In at least a dozen states – from Massachusetts, to Texas, Kansas, and California -- the Alzheimer’s Association has worked with Attorneys General and state and municipal police departments to integrate dementia training into curricula at state police academies and in regular police roll calls.

In Wisconsin, when mandatory arrest in domestic abuse cases became state policy, the Association enlisted community service providers, adult protective services, local law enforcement agencies and the Governor to develop a community response to cases involving persons with dementia. As a result, all police officers in the state now receive mandatory dementia training. And, nursing homes and community based residential facilities have been recruited to provide temporary placement, as an alternative to jail, when a violent person with dementia needs to be removed from the home.

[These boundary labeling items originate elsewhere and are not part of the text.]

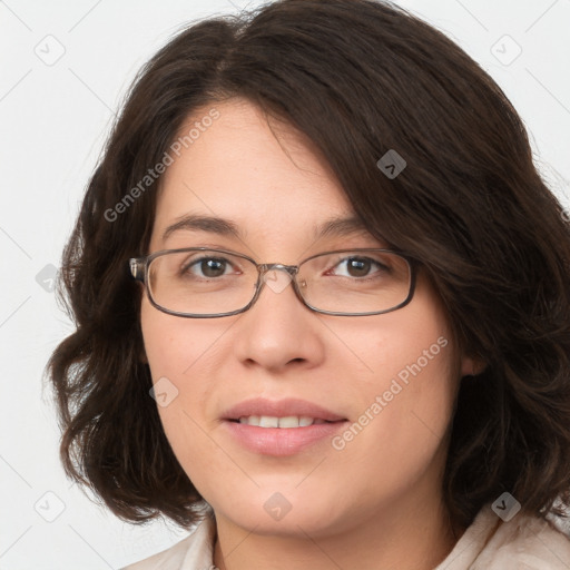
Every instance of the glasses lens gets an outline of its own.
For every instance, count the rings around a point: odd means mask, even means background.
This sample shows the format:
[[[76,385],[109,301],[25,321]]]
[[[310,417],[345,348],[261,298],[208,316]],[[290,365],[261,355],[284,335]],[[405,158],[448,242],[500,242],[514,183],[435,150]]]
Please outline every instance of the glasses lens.
[[[148,267],[154,302],[176,313],[213,315],[245,307],[255,294],[257,269],[222,250],[168,252]]]
[[[297,283],[313,307],[333,313],[390,311],[411,289],[411,267],[397,254],[343,250],[318,255],[299,267]]]

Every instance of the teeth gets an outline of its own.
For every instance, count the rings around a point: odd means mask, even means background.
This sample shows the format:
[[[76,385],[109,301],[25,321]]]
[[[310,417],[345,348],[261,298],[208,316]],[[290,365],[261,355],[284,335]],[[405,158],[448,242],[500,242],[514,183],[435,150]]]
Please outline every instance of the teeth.
[[[256,425],[259,428],[307,428],[313,424],[326,423],[325,420],[315,420],[305,415],[288,415],[287,417],[276,417],[273,415],[249,415],[239,417],[239,423]]]

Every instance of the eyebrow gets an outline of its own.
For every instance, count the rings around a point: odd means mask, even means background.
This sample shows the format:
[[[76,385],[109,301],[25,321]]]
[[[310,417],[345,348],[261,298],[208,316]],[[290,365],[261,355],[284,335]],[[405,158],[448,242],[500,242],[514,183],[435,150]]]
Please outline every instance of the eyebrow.
[[[165,229],[163,234],[163,242],[165,242],[175,232],[179,232],[181,229],[208,232],[238,239],[244,238],[239,226],[230,219],[187,214]],[[316,227],[315,237],[344,237],[356,233],[370,234],[361,219],[354,216],[333,217]]]

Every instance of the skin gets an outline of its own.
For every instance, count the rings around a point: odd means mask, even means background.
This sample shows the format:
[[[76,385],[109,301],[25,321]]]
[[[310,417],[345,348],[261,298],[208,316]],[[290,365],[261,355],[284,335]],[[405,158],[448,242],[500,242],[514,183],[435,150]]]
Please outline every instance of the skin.
[[[208,246],[294,265],[328,249],[385,247],[366,233],[315,240],[316,225],[353,208],[311,141],[272,121],[277,140],[246,100],[215,107],[220,117],[165,174],[150,253]],[[185,229],[164,242],[189,212],[230,218],[244,238]],[[207,320],[165,314],[144,296],[141,326],[154,381],[166,376],[178,390],[158,411],[216,513],[218,568],[431,570],[450,552],[464,529],[450,528],[442,503],[445,433],[474,363],[454,348],[422,274],[412,302],[384,315],[317,314],[287,286],[265,287],[245,313]],[[449,344],[341,451],[325,439],[292,456],[255,454],[220,421],[259,395],[305,399],[355,422],[439,337]],[[275,492],[292,505],[278,521],[264,509]]]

In Indiana, as a result of a highly publicized incident of deadly assault by one nursing home resident against another, the Association convened a broad-based working group of long term care providers, state law enforcement and mental health agencies, consumers and others to address the issue of aggressive behavior within nursing homes. The group identified the real scope of the problem, identified underlying reasons, and made specific recommendations to improve the ability of facilities to deal with difficult residents and for a high quality alternative care facility for the small number of cases that could not be managed in regular facilities. A copy of the Executive Summary of this important study is attached to my statement.

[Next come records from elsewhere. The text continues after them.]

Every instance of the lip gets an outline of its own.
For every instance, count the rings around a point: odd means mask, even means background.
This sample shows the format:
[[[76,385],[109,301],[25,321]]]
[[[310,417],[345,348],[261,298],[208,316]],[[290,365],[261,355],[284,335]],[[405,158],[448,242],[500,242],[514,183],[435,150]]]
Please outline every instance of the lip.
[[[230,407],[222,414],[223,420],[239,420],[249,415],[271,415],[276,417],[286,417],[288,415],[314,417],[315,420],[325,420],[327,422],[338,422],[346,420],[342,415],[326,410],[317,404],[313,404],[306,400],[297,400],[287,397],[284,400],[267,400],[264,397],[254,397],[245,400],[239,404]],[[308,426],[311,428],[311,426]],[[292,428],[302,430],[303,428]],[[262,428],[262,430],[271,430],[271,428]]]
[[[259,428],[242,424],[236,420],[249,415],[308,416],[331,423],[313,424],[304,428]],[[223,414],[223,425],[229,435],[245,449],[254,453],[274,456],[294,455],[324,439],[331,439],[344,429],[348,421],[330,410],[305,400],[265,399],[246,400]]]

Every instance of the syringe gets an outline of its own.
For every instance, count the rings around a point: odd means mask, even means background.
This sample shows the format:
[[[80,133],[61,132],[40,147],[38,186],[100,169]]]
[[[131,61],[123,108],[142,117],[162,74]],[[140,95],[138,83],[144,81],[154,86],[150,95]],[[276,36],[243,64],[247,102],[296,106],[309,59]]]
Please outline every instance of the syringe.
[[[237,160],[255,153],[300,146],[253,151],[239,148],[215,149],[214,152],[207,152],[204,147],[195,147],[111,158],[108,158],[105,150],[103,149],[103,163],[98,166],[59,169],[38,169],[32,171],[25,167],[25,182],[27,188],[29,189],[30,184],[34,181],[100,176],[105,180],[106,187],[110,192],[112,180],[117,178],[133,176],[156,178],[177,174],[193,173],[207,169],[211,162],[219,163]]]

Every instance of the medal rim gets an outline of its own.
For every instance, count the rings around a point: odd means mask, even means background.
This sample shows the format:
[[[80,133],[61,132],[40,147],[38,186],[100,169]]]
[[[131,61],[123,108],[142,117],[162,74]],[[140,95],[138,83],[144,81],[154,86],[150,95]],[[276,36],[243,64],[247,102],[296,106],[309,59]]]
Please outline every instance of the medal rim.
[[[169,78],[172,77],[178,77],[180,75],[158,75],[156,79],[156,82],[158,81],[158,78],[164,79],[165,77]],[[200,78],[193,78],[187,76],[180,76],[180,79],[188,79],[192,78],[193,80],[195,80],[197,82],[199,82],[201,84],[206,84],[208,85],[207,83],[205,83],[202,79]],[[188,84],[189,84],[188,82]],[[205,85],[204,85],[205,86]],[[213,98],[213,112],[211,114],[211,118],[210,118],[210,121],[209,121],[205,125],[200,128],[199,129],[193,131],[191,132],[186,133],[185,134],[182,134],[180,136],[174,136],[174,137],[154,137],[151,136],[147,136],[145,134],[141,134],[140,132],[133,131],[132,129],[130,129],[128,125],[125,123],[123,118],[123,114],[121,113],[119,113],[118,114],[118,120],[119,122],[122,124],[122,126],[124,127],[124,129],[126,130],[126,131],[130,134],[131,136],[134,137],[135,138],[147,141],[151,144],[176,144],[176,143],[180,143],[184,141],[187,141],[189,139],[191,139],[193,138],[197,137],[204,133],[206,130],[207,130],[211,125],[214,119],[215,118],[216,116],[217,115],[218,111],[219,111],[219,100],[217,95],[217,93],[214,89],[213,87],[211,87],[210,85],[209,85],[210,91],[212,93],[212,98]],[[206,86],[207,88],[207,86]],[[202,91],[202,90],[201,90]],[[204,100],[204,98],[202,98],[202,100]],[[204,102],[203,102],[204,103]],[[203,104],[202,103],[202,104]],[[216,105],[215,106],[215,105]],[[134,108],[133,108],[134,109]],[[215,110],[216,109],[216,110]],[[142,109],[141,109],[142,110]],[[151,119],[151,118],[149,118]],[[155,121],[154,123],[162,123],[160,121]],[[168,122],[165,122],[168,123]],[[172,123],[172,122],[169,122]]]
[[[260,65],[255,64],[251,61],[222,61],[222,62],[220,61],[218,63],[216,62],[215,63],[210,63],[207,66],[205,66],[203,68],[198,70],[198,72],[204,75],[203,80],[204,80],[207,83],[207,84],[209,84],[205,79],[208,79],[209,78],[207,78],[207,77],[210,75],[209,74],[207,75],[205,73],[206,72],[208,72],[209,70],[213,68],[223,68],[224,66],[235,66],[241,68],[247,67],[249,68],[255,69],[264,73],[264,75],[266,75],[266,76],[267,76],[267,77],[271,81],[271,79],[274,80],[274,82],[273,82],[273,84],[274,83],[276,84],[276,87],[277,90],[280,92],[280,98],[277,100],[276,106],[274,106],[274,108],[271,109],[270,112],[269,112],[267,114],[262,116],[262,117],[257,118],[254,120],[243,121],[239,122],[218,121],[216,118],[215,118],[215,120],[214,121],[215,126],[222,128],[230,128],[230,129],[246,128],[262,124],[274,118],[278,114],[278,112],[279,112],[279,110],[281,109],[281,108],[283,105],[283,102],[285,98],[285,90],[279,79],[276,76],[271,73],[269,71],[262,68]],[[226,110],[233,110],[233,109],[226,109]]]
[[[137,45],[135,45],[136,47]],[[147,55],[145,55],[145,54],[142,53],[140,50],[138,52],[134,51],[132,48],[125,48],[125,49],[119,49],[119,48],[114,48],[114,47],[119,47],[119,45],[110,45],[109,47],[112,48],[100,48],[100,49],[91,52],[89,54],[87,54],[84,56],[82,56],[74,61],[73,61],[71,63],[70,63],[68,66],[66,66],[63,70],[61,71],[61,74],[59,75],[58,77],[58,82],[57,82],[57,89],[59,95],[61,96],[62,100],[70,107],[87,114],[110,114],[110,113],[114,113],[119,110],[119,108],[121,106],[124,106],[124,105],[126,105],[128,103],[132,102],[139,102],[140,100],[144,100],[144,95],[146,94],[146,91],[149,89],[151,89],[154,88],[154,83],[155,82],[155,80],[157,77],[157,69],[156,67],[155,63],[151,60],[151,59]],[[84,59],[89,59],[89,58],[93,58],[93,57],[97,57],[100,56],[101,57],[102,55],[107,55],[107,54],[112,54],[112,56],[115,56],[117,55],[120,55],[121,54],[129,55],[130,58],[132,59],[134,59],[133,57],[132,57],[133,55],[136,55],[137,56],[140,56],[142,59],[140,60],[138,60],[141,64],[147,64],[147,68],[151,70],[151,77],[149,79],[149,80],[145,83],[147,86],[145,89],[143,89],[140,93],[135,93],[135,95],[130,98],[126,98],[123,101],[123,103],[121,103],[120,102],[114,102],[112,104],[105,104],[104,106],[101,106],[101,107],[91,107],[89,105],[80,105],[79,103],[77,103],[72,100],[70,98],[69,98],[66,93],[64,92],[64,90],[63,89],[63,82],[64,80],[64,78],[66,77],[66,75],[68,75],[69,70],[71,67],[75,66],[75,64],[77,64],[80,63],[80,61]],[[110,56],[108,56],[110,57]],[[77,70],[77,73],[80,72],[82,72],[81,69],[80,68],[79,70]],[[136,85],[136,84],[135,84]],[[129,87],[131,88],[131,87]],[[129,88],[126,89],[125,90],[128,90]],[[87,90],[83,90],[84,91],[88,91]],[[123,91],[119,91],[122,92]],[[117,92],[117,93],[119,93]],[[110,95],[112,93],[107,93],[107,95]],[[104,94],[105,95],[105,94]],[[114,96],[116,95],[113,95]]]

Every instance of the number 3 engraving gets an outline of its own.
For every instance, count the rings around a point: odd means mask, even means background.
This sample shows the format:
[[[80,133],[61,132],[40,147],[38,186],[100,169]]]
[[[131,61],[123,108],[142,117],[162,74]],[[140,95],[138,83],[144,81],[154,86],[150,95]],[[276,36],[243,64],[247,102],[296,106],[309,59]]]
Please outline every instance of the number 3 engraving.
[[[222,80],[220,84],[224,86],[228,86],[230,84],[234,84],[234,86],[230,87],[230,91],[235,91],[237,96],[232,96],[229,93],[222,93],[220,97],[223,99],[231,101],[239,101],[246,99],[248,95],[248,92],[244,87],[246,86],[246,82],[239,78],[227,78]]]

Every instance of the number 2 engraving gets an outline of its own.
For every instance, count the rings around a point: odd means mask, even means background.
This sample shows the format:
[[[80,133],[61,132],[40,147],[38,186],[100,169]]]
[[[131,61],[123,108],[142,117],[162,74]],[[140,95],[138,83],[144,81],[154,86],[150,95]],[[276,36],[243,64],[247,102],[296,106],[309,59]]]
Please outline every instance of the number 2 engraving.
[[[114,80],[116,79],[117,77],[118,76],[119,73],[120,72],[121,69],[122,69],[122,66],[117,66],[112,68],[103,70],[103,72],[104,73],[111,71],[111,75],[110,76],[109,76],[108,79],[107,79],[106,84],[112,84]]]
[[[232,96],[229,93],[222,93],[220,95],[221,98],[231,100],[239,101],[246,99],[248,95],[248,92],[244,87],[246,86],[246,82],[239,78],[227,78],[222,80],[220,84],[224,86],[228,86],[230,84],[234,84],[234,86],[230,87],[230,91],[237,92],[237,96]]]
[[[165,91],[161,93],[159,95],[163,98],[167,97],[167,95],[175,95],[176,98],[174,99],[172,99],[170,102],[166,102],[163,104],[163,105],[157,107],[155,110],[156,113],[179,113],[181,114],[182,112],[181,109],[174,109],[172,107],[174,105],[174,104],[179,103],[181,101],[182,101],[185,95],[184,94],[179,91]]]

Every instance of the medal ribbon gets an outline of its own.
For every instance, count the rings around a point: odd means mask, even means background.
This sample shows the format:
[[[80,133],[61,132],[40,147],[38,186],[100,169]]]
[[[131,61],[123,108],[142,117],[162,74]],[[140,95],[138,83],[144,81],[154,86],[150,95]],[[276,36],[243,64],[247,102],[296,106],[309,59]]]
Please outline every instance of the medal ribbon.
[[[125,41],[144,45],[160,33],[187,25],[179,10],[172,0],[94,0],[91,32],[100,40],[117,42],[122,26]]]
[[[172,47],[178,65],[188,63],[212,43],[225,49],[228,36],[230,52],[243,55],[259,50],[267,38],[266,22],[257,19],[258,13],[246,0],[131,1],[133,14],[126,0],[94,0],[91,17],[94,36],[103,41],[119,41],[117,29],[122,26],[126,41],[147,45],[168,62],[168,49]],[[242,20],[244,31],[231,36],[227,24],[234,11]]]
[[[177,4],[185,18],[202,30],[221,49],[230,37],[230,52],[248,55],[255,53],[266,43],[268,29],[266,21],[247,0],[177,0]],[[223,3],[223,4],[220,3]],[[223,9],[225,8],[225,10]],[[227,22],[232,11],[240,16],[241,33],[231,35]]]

The Alzheimer’s Association continues to educate law enforcement and judicial personnel about dementia, through presentations at their national meetings and publications like the recent article that appeared in a national journal widely read by state and local judges (which is also attached to my testimony.)

Conclusion

Ultimately, management of a person with Alzheimer’s disease who is at risk of violent behavior will depend upon very direct response from physicians, from law enforcement personnel, from long term care providers, and from community agencies. But Congress and the federal government have a lot to say about making those responses possible. In that regard, I have some very specific recommendations to make to you:

  • Provide adequate funding for the essential research on understanding, managing and treating behavioral issues in persons with dementia – research that will be jeopardized unless you agree to add funds beyond the President’s budget for Alzheimer research at the NIH.

  • Continue funds to the Department of Justice to support Safe Return.

  • Maintain funds, and the quality requirements attached to those funds, for state Medicaid long term care programs.

  • And, perhaps most important, change Medicare policy to provide payment not just for evaluation and diagnosis but for ongoing management and care coordination for beneficiaries who have Alzheimer’s disease and other chronic health conditions that require such medical care.